**What is Collection and Organisation of Data**

**Data**

Mr Gupta has done a survey in a reputed school to find out the favourite game of the students.

The information collected from the students of Class VI to Class XII are as follows:

Game | Basket ball | Volley ball | Foot ball | Cricket | Table tennis | Badminton |

Number of students | 205 | 215 | 600 | 560 | 156 | 264 |

From the above table, we can easily visualise the following information:

(a) Number of students present on the day of survey.

(b) Which game has got the maximum popularity?

(c) Which game has got the minimum popularity?

(d) What is the fraction of the number of students who like badminton?

The initial step of any investigation is the **collection of data**. It may be a collection of numbers, figures, facts, or symbols. The information needed or the data collected must be relevant to the need. Collection of information in the form of numerical figures is called data. Literal meaning of data is known facts or facts collected to draw some inference.
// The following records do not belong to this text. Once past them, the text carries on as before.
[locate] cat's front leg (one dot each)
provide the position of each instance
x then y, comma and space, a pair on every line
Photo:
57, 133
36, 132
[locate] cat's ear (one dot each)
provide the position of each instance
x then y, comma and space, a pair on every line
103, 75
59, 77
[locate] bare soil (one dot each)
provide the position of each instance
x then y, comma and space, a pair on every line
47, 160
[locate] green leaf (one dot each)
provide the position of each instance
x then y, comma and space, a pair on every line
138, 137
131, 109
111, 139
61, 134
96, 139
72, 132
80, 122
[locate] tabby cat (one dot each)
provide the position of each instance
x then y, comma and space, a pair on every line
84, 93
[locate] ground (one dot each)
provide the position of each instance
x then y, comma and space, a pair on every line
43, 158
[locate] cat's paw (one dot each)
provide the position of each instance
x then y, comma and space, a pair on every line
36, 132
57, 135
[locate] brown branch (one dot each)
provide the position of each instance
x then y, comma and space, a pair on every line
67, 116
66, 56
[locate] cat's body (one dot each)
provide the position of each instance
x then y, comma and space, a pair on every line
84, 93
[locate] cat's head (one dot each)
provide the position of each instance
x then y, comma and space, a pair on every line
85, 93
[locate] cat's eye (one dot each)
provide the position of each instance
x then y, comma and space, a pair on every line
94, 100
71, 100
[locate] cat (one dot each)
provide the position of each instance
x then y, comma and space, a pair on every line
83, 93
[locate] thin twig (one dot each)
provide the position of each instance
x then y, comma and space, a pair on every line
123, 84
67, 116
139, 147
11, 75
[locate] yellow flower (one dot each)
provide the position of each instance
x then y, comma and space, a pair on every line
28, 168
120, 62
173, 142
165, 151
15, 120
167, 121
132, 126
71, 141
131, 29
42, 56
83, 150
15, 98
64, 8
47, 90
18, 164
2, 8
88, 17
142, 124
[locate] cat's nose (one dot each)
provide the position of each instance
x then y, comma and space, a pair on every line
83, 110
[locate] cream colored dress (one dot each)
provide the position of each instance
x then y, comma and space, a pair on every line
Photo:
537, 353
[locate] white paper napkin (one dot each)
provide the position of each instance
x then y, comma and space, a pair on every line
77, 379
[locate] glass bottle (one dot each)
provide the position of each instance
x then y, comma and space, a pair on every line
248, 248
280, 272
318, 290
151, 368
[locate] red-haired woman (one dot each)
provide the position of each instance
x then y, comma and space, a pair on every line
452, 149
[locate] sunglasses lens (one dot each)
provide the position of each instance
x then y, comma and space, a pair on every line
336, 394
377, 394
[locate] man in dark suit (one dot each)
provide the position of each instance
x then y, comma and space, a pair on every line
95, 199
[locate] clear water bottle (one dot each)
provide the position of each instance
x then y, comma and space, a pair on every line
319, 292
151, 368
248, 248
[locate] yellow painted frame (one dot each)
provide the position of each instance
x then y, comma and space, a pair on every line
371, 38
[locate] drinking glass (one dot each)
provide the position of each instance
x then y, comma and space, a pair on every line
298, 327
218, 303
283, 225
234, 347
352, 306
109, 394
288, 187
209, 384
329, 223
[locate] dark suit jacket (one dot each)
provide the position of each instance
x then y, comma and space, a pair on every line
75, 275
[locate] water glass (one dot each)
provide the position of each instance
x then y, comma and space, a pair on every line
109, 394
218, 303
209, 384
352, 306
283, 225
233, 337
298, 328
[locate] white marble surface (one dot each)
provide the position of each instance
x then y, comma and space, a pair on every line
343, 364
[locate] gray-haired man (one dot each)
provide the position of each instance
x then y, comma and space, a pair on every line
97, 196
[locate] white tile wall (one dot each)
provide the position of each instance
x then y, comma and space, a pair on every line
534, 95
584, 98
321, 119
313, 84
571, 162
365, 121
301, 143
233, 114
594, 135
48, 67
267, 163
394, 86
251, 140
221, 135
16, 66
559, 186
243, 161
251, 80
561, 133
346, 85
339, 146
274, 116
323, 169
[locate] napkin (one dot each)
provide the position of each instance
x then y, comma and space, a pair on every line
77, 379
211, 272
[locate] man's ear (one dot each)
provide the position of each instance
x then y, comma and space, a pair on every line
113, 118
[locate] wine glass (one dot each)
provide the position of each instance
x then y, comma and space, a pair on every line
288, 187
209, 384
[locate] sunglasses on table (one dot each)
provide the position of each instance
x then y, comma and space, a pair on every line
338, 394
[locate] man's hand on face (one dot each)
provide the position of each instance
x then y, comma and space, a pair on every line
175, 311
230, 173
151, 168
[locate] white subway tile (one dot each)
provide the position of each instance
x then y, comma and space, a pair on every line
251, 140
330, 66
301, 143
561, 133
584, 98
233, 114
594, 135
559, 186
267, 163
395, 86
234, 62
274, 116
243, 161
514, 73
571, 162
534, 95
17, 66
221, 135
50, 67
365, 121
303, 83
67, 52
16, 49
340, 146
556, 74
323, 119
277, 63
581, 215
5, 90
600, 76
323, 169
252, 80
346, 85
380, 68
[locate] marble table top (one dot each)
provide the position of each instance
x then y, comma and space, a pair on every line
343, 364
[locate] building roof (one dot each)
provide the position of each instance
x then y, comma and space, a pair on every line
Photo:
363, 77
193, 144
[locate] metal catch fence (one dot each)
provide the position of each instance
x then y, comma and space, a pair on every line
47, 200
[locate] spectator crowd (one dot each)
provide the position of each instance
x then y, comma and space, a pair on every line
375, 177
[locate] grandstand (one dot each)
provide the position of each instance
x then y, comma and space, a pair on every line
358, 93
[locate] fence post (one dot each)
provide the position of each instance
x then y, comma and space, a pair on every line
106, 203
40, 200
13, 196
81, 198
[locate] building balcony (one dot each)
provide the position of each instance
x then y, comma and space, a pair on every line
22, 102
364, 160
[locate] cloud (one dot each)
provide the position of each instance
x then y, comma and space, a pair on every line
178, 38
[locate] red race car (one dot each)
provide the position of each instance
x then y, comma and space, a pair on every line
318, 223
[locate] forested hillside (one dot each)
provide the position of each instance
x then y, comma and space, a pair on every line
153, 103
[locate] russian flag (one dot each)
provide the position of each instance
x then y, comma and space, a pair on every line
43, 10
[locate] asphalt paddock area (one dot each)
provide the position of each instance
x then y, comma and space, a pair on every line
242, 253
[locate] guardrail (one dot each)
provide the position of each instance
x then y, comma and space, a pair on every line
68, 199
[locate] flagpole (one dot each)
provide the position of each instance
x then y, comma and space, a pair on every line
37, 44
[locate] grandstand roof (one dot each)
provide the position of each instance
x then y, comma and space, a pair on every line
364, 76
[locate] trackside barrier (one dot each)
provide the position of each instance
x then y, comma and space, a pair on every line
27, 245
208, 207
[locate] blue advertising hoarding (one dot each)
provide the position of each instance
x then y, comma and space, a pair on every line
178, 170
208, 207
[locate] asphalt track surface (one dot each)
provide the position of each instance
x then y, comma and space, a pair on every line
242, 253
There are two types of data—primary data and secondary data.

**Primary Data**

The data collected directly from the source is called the primary data. For example, the data collected by Mr. Gupta is primary data.

**Secondary Data**

When the data is collected from an external source, it is called the secondary data. For example,

the data collected from newspapers, magazines, internet, etc. is secondary data.

**Note:**

Data can be classified as primary and secondary data.
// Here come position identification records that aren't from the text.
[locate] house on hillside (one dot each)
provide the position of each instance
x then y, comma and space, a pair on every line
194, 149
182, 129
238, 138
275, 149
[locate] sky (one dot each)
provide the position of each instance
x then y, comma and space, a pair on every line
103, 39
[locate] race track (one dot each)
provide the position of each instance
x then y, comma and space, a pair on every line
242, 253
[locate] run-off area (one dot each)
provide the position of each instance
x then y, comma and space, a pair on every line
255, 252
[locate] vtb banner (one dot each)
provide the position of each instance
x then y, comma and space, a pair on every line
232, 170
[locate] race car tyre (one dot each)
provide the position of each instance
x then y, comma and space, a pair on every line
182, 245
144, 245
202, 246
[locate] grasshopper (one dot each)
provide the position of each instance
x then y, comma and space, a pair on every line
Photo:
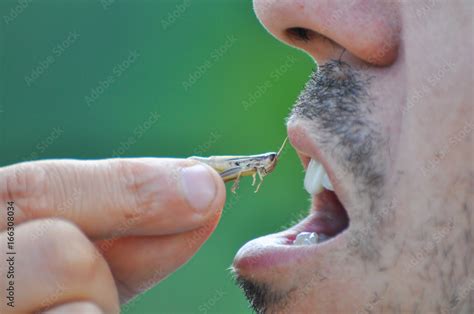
232, 168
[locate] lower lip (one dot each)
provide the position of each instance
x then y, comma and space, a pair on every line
277, 250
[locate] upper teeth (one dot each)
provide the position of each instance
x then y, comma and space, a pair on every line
316, 178
308, 238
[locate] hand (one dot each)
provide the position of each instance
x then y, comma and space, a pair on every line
91, 234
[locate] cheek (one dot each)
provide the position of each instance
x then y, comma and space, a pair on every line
388, 89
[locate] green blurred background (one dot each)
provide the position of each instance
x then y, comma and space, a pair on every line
101, 79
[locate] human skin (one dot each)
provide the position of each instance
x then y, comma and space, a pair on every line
91, 234
391, 119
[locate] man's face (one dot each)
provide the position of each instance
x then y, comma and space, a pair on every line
389, 118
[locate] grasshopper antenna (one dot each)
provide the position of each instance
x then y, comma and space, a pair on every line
282, 146
342, 53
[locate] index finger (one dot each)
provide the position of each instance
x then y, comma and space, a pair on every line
114, 197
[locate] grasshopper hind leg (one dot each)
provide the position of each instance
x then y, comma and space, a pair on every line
260, 176
235, 186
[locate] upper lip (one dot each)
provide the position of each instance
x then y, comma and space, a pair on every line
276, 250
299, 134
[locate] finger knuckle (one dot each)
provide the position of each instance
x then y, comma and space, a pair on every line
72, 256
137, 198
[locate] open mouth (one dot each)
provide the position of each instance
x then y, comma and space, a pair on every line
322, 230
328, 217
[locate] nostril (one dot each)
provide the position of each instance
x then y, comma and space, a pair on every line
299, 33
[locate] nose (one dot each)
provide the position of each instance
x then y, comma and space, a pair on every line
368, 29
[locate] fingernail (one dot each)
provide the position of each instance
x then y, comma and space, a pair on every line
199, 186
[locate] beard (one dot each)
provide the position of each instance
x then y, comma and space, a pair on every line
337, 105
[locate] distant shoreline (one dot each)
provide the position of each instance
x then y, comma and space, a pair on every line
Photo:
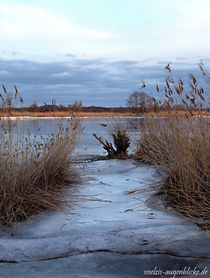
59, 114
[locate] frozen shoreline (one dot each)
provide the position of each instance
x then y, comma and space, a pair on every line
106, 224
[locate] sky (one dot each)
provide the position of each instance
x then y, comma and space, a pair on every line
98, 51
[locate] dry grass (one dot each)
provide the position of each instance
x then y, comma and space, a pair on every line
180, 146
121, 140
34, 170
64, 114
97, 114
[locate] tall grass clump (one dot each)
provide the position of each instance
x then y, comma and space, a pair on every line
120, 136
34, 170
180, 146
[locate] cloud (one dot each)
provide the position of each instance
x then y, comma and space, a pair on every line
94, 81
39, 31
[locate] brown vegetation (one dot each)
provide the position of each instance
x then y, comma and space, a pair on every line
180, 146
121, 141
34, 170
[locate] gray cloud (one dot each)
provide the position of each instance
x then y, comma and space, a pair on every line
94, 81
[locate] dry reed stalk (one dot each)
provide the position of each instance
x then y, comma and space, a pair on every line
34, 170
180, 146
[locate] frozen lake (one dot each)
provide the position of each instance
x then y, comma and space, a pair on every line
87, 145
109, 229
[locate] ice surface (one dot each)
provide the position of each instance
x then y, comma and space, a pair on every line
106, 225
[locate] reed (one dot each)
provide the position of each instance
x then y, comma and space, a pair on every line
35, 170
180, 146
The data collected directly for the first time by the observer is called the **primary data**.

The data collected from any external source like TV, internet, newspaper, etc. is called the **secondary data**.

**Use of Data Collection**

In order to preserve data, we need to collect the data, organise them, and record them so that whenever we want to use the information, we can refer to it.

For example,

(a) Taking attendance by the teacher in the class

(b) Different types of games played by the children

(c) Popular brand of cars

**Organisation of data**

Organisation of data helps in bringing about meaningful conclusion from the data. For example, a group of students of Class VI took part in a music competition. The judges gave the following grades: 2, 4, 5, 1, 3, 2 etc. Does it make any sense to you? This is data but not meaningful. To make the data meaningful, we have to arrange the data in a tabular form.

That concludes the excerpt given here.